Eisen wird durch eine Kombination mit Vitamin C enthaltenden Lebensmitteln besser resorbiert. Die Aufnahme von Eisen und Vitamin-C sollte jedoch möglichst zeitnah geschehen. Ebenfalls förderlich für die Resorption von Eisen sind Milchsäure, Essigsäure, Weinsäure und andere organische Säuren sowie Fruktose.

siehe auch: Eisenresorptionstest

7 Hemmstoffe

8 Eisenquellen

  • Leber
  • Fleisch und Wurst
  • Thymian
  • Petersilie
  • Minze
  • Zimt
  • Brennesseln
  • Zuckerrübensirup
  • Kohlgemüse
  • Hülsenfrüchte wie Bohnen und Sojabohnen
  • Vollkorngetreide
  • Sesam
  • Mohn
  • Nüsse
  • Vollkornbrot (Hefe- u.
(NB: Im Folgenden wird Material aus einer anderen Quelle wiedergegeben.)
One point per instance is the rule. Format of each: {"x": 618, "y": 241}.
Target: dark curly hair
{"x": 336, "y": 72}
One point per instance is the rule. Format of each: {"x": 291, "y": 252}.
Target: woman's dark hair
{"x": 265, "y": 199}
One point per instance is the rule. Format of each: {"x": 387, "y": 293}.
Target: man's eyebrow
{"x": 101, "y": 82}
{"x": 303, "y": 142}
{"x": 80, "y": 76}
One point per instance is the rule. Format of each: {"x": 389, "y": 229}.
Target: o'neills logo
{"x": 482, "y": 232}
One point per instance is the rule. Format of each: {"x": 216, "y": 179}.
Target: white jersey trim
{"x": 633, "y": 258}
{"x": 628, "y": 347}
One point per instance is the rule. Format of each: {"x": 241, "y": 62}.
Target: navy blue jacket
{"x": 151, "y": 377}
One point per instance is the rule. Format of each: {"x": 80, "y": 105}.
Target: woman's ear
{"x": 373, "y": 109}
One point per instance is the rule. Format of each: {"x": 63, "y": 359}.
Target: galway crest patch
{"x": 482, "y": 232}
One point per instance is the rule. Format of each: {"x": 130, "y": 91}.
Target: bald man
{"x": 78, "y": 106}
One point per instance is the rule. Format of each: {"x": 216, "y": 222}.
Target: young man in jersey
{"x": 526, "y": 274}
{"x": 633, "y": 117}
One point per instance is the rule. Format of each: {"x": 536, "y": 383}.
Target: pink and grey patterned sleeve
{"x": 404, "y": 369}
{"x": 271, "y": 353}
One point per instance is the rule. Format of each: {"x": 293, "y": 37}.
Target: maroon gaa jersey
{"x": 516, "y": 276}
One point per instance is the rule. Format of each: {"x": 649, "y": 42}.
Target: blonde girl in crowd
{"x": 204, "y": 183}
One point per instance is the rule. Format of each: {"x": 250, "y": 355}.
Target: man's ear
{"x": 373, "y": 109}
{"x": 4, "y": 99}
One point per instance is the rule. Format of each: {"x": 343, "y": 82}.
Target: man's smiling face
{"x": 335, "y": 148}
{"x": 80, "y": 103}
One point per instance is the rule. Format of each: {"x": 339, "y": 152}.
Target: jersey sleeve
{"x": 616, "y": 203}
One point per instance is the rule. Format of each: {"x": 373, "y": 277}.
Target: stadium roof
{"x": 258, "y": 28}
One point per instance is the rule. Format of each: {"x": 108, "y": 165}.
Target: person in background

Sauerteig)
  • Koriander
  • schwarzer Pfeffer
  • Himbeeren
  • Aprikosen

Spinat enthält entgegen der weitverbreiteten Überzeugung keine besonders hohe Eisenmenge, hierbei handelt es sich um einen historischen Tippfehler.

9 Eisenpräparate

Kann die Versorgung mit Eisen durch eine ausgewogene Ernährung nicht gewährleistet werden, kann zu einer Nahrungsergänzung mit Eisenpräparaten geraten werden (Eisensupplementation). Bei der Einnahme von Eisen kann es jedoch zu einer Überdosierung kommen. Deshalb sollten die Nahrungsergänzungsmittel vor Kindern sicher aufbewahrt werden - es besteht Vergiftungsgefahr.

Bei manifester Eisenmangelanämie erfolgt eine in der Regel mindestens dreimonatige perorale Gabe eines Eisenpräparates, das zweiwertiges, im Dünndarm resorbierbares Eisen enthält. Bei größerem Eisenbedarf kann Eisen auch parenteral supplementiert werden.